De Laurentiis e o "leão" Inler em espécie de passo de dança: o presidente não vai parar (de investir) até ser suficiente (Calciopro)

Na última semana, o Napoli anunciou seu maior reforço para a Liga dos Campeões, o suíço Gökhan Inler, que foi contratado junto à Udinese por cerca de 18 milhões de euros. O novo reforço chegou arrasando em sua inusitada apresentação (veja o vídeo ao fim do texto), muito festiva: além de Inler, o clube apresentou, em um transatlântico. o novo uniforme azzurro e o novo patrocinador, a MSC Crociere, empresa de cruzeiros napolitana. Já idolatrado em Nápoles, Inler ganhou até homenagem. O famoso cantor napolitano Luca Sepe, que já fez paródias para Maradona, Lavezzi e Cavani, aprontou mais uma e a partir de Thriller, de Michael Jackson, gravou Acchiapp 'a Inler, que deve se tornar hit no San Paolo.
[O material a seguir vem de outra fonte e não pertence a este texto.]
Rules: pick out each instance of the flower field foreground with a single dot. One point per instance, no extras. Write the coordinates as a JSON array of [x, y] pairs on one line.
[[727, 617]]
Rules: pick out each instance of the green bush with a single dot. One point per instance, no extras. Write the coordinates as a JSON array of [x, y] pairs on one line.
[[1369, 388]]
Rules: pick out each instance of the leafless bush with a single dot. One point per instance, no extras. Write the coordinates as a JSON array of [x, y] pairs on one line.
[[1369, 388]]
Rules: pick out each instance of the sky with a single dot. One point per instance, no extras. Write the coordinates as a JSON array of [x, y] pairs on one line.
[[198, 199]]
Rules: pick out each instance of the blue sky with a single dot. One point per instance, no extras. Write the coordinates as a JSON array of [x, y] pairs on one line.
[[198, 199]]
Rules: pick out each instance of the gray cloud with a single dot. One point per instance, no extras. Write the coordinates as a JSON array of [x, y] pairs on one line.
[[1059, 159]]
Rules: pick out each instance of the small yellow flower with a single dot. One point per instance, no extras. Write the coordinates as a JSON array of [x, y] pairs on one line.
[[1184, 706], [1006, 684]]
Pomposo, como os clipes e produções de Michael Jackson, o mercado do Napoli ganhou, rapidamente, reforços pontuais e contornos de superprodução, mas com orçamento reduzido. Segundos dados do Transfermarkt, até o presente momento desta janela de transferências, a sociedade partenopea é a que mais gastou com contratações, em toda a Europa - considerando aí os 16 milhões de euros acertados com o Palermo, no início da temporada passada, para a obrigatória compra de Cavani.

São quase 59 milhões de euros gastos e apenas 12,5 arrecadados, um prejuízo nítido, levando em consideração que o presidente Aurelio De Laurentiis não venderá nenhuma das estrelas do tridente azzurro. Problemas para o fair-play financeiro da Uefa? De forma alguma, pois como explica detalhadamente o blog Swiss Ramble (em inglês), o Napoli é um dos times que mais tem lucrado no futebol italiano e tem conseguido balanços positivos anualmente. Além disso, a participação na Liga dos Campeões já trouxe o patrocínio da MSC, e também levará ao menos 40 milhões de euros aos cofres do clube, que pode levar mais em caso de resultados positivos e passagem de fase na competição. Para o ano seguinte, quando acaba o contrato com a Macron, o Napoli pode ganhar o patrocínio da Adidas, disposta a pagar 40 milhões de euros para vestir os azzurri por cinco temporadas.

Os napolitanos ainda tem o mérito de terem evitado gastos nesta temporada, por mais que os números possam parecer dizer o contrário, adicionando qualidade ao plantel, sem que o elenco fosse necessariamente ampliado. Entre saídas e entradas relevantes, o Napoli tem, até agora, apenas um atleta a mais que na última temporada. Entre os jogadores que estavam fora dos planos de Mazzarri, o Napoli conseguiu negociar Cribari com o Cruzeiro e emprestar Santacroce (Parma) e Vitale (Bologna). O clube também não arcará mais com os altos salários de Yebda, Pazienza e Blasi (este último tinha o quinto maior salário do elenco e só jogou 80 minutos na última Serie A). A venda em definitivo de Quagliarella à Juve ainda rendeu 10,5 milhões de euros. O clube ainda deverá negociar jogadores que retornaram de empréstimo e tem mercado, como Rinaudo, Bogliacino, Cigarini e Mannini.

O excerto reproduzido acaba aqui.